1.1 - What is Simple Linear Regression?

Printer-friendly versionPrinter-friendly version

Simple linear regression is a statistical method that allows us to summarize and study relationships between two continuous (quantitative) variables:

  • One variable, denoted x, is regarded as the predictor, explanatory, or independent variable.
  • The other variable, denoted y, is regarded as the response, outcome, or dependent variable.

Because the other terms are used less frequently today, we'll use the "predictor" and "response" terms to refer to the variables encountered in this course. The other terms are mentioned only to make you aware of them should you encounter them in other arenas. Simple linear regression gets its adjective "simple," because it concerns the study of only one predictor variable. In contrast, multiple linear regression, which we study later in this course, gets its adjective "multiple," because it concerns the study of two or more predictor variables.

Types of relationships

Before proceeding, we must clarify what types of relationships we won't study in this course, namely, deterministic (or functional) relationships. Here is an example of a deterministic relationship.

fahrenheit vs celsius plot

Note that the observed (x, y) data points fall directly on a line. As you may remember, the relationship between degrees Fahrenheit and degrees Celsius is known to be:

\[\text{Fahr } = \frac{9}{5}\text{Cels}+32\]

That is, if you know the temperature in degrees Celsius, you can use this equation to determine the temperature in degrees Fahrenheit exactly.
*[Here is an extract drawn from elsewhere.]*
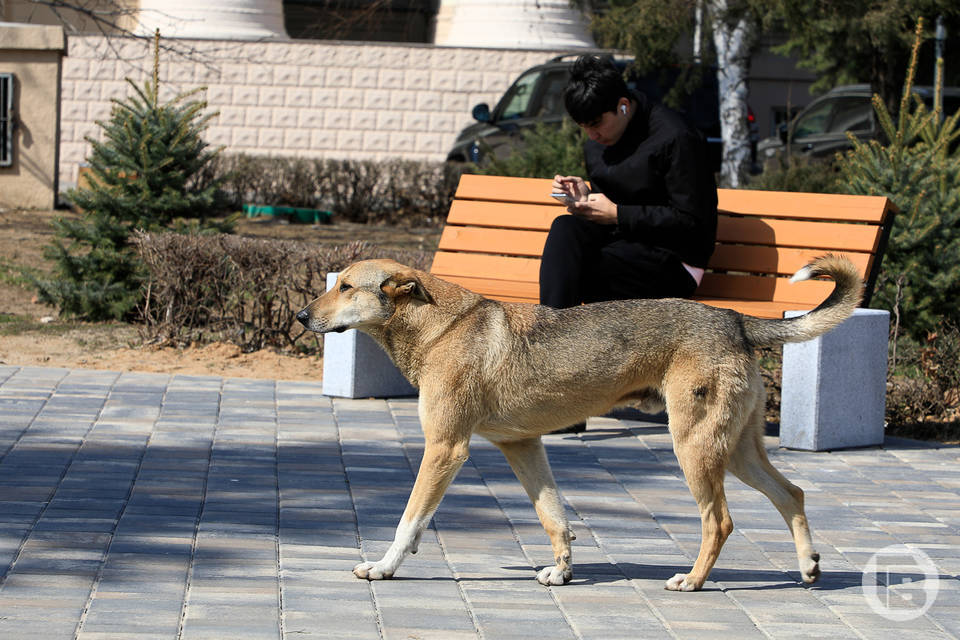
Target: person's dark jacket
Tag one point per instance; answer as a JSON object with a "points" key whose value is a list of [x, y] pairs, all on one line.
{"points": [[659, 175]]}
Here are some examples of other deterministic relationships that students from previous semesters have shared:

  • Circumference = π × diameter
  • Hooke's Law: Y = α + βX, where Y = amount of stretch in a spring, and X = applied weight.
  • Ohm's Law: I = V/r, where V = voltage applied, r = resistance, and I = current.
  • Boyle's Law: For a constant temperature, P = α/V, where P = pressure, α = constant for each gas, and V = volume of gas.

For each of these deterministic relationships, the equation exactly describes the relationship between the two variables. This course does not examine deterministic relationships. Instead, we are interested in statistical relationships, in which the relationship between the variables is not perfect.

Here is an example of a statistical relationship. The response variable y is the mortality due to skin cancer (number of deaths per 10 million people) and the predictor variable x is the latitude (degrees North) at the center of each of 49 states in the U.S. (skincancer.txt) (The data were compiled in the 1950s, so Alaska and Hawaii were not yet states. And, Washington, D.C. is included in the data set even though it is not technically a state.)

skin cancer vs state latitude plot

You might anticipate that if you lived in the higher latitudes of the northern U.S., the less exposed you'd be to the harmful rays of the sun, and therefore, the less risk you'd have of death due to skin cancer. The scatter plot supports such a hypothesis. There appears to be a negative linear relationship between latitude and mortality due to skin cancer, but the relationship is not perfect. Indeed, the plot exhibits some "trend," but it also exhibits some "scatter." Therefore, it is a statistical relationship, not a deterministic one.

Some other examples of statistical relationships might include:

  • Height and weight — as height increases, you'd expect weight to increase, but not perfectly.
  • Alcohol consumed and blood alcohol content — as alcohol consumption increases, you'd expect one's blood alcohol content to increase, but not perfectly.
  • Vital lung capacity and pack-years of smoking — as amount of smoking increases (as quantified by the number of pack-years of smoking), you'd expect lung function (as quantified by vital lung capacity) to decrease, but not perfectly.
  • Driving speed and gas mileage — as driving speed increases, you'd expect gas mileage to decrease, but not perfectly.

Okay, so let's study statistical relationships between one response variable y and one predictor variable x!